DTN Oil Update

Oil Futures Rebound From Multi-Year Lows on 90-day Tariff Pause

TACOMA (DTN) -- Oil futures settled higher Wednesday after earlier falling to their lowest levels since September 2021, following U.S. President Donald Trump's announcement of a 90-day pause on tariffs levied on 75 non-retaliatory countries.

A sharp intraday decline was followed by a rebound in afternoon trading as traders reacted to the new tariff measures enacted by the Trump administration.

The front-month NYMEX WTI crude contract for May delivery settled at $62.79 barrel (bbl), up $3.21 from the previous day's settle of $59.58. It traded as low as $55.12 during the session. ICE Brent crude for June delivery settled at $65.86 bbl, up $3.04 from Tuesday's $62.82 settle. Brent reached an intraday-low of $58.40.

May RBOB gasoline futures settled at $2.0441 gallon, up $0.0527 from the previous settlement of $1.9914. The front-month ULSD contract settled at $2.1189 gallon, up $0.0619 from $2.0570 on Tuesday.

The U.S. Dollar Index settled at 102.715 on Wednesday, an increase of 0.14 from the previous close of 102.701.

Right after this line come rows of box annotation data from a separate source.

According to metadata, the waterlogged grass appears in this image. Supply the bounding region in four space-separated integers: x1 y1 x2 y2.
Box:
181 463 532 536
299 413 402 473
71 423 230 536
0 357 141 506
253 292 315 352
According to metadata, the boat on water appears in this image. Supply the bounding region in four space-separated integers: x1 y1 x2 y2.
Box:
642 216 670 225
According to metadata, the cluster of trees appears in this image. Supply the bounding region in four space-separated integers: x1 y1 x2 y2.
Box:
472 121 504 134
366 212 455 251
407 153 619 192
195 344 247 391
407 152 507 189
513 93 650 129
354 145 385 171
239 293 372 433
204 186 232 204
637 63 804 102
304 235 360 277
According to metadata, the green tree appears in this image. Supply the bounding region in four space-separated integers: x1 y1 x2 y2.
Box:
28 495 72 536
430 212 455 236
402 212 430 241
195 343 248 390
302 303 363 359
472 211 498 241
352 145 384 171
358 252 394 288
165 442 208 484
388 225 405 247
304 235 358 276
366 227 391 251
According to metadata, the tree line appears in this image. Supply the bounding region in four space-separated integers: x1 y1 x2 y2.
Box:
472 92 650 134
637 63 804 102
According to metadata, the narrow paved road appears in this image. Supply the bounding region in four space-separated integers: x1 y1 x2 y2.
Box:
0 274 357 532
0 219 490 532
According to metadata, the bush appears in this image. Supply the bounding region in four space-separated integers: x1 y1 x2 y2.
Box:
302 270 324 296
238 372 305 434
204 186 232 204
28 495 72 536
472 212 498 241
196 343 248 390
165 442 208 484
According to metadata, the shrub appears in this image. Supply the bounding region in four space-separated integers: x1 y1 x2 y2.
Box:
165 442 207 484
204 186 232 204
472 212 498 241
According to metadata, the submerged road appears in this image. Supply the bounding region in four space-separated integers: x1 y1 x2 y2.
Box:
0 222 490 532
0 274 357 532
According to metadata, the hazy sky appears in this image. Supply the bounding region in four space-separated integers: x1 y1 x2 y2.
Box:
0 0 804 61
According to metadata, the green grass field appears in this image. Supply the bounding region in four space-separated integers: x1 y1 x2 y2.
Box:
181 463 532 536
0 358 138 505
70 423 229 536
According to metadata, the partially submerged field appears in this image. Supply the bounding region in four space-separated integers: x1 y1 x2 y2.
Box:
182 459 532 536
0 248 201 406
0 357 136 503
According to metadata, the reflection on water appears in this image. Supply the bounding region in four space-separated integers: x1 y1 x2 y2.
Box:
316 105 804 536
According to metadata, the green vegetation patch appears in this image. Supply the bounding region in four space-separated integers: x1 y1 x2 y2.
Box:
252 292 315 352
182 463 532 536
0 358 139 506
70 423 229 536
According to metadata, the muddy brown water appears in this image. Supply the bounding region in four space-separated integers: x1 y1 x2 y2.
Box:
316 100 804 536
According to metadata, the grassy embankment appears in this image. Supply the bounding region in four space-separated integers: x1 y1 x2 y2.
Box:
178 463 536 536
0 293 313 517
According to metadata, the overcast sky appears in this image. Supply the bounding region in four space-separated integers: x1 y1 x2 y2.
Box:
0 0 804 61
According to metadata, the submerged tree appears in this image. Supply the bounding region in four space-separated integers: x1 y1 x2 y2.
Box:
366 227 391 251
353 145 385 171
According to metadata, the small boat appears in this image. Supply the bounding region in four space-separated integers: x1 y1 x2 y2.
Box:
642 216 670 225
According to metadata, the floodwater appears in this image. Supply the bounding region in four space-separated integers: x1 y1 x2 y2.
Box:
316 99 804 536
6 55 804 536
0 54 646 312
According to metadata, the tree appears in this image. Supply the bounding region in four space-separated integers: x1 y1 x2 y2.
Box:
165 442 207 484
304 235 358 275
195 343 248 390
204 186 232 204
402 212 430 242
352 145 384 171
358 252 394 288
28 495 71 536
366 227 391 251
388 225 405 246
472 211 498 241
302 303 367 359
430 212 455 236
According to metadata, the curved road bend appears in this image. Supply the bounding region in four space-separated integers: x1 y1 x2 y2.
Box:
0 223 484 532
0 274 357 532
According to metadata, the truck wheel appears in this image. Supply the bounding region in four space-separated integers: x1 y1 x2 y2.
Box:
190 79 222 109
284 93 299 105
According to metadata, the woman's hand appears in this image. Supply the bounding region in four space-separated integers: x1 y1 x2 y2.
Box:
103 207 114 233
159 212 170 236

On Wednesday, the United States raised tariffs on Chinese imports to 125%, following President Trump's announcement of an additional 84% levy the previous day. Earlier tariff rounds of 10% were implemented in February and March. In response, China's Customs Tariff Commission announced it would raise tariffs on U.S. goods from 34% to 84%, effective Thursday, April 10.

Alongside these actions, the Trump administration introduced a 90-day pause on reciprocal tariffs for most other countries, reducing them to a flat 10% while trade officials from the Departments of Commerce, Treasury, and the U.S. Trade Representative conduct negotiations with over 75 nations. The pause excludes China, and existing sector-specific tariffs, such as those on automobiles, remain in effect.

European Union trade ministers met this week in Brussels to discuss a response to U.S. tariffs on steel and aluminum. The ministers also stated their support for a zero-tariff trade agreement.

Imports from the European Union are now subject to a 20% tariff, and Japanese goods face a 24% tariff. Imports from Canada and Mexico are not affected by the new measures.

Despite the bullish sentiment seen today, oil futures markets will remain under downward pressure due to abundant supply and weak demand fundamentals.

Earlier in April, OPEC+ member states agreed to increase oil production by 411,000 bpd starting in May. The group previously implemented production limits through coordinated supply management. Additionally, the trade war is expected to negatively impact China's economic growth, the world's largest buyer of oil and gas.

Separately, the American Petroleum Institute reported Tuesday that U.S. commercial crude oil inventories declined by 1.06 million bbl during the week ending April 4. Gasoline inventories rose by 207,000 bbl. Distillate fuel inventories declined by 1.84 million bbl during the same period.